Lawmakers decided to eliminate provisions from an end-of-year proposal that would have prohibited anticompetitive healthcare contracting practices.
Congress' end-of-year spending legislation is still in flux, but eight lawmakers that lead key committees didn't ask to curb gag clauses or various types of clauses that would make it difficult for plans to steer consumers to lower-cost or higher-quality providers.
The practices targeted in a prior bipartisan healthcare reform package titled the Lower Health Care Costs Act are widespread, but have gained renewed attention since California Attorney General Xavier Becerra was chosen as President-elect Joe Biden's nominee for HHS secretary. Becerra sued Sutter Health for anticompetitive practices similar to those the legislation was designed to stop.
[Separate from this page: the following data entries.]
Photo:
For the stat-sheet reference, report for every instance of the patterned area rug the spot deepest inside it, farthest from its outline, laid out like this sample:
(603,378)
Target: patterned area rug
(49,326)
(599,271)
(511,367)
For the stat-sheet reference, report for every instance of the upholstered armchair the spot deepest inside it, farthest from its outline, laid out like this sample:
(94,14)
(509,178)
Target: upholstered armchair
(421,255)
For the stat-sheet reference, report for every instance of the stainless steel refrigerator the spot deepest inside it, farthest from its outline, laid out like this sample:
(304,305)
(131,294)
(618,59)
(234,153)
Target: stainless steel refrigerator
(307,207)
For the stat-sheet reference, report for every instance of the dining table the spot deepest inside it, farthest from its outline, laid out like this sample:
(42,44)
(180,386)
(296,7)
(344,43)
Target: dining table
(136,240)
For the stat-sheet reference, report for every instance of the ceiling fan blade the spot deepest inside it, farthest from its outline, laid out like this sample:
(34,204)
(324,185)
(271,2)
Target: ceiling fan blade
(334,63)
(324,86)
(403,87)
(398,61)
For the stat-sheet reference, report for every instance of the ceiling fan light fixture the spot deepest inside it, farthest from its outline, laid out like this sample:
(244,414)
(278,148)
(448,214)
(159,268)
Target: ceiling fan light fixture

The prior legislation would have prohibited so-called gag clauses in contracts that prevent plan sponsors, enrollees or referring providers from seeing cost and quality data. It would also have barred various types of contract clauses that make it difficult or impossible for employers and plans to steer enrollees to lower-cost or high-quality providers. They include anti-tiering, all-or-nothing, and most-favored nation clauses.
Hospitals had asked that the provisions be removed, and applauded lawmakers for leaving them out of an end-of-year surprise billing package.
"We also would like to commend you for not including in the legislation certain provisions extraneous to the surprise medical billing issue, such as those related to privately negotiated contracts, which would lead to narrower provider networks with fewer choices for patients," the American Hospital Association wrote to lawmakers on Sunday.
Employers have been lobbying to ensure the contracting provisions make it in a final package. James Gelfand, senior vice president for health policy at the ERISA Industry Committee, said the contracting provisions raise revenue and have wide bipartisan consensus and should be passed even if surprise billing legislation ultimately fails.
"It would be crazy to throw out the baby with the bathwater," Gelfand said.
The Congressional Budget Office estimated that the contracting provisions would lower premiums and raise $1.1 billion in revenue for the federal government over 10 years. The impacts would be felt more in markets with a dominant but non-monopolistic health system and no single dominant insurer, analysts wrote.
Elizabeth Mitchell, president and CEO of the Pacific Business Group on Health, said companies that leverage the tactics to make more money are resistent to the policy.
"We believe in the market. Yet the market is so distorted, with so little transparency and oversight, that it really makes it difficult for anyone to purchase healthcare," Mitchell said.
Lawmakers are negotiating a COVID-19 relief package and omnibus appropriations bill ahead of a deadline on Friday to fund the federal government.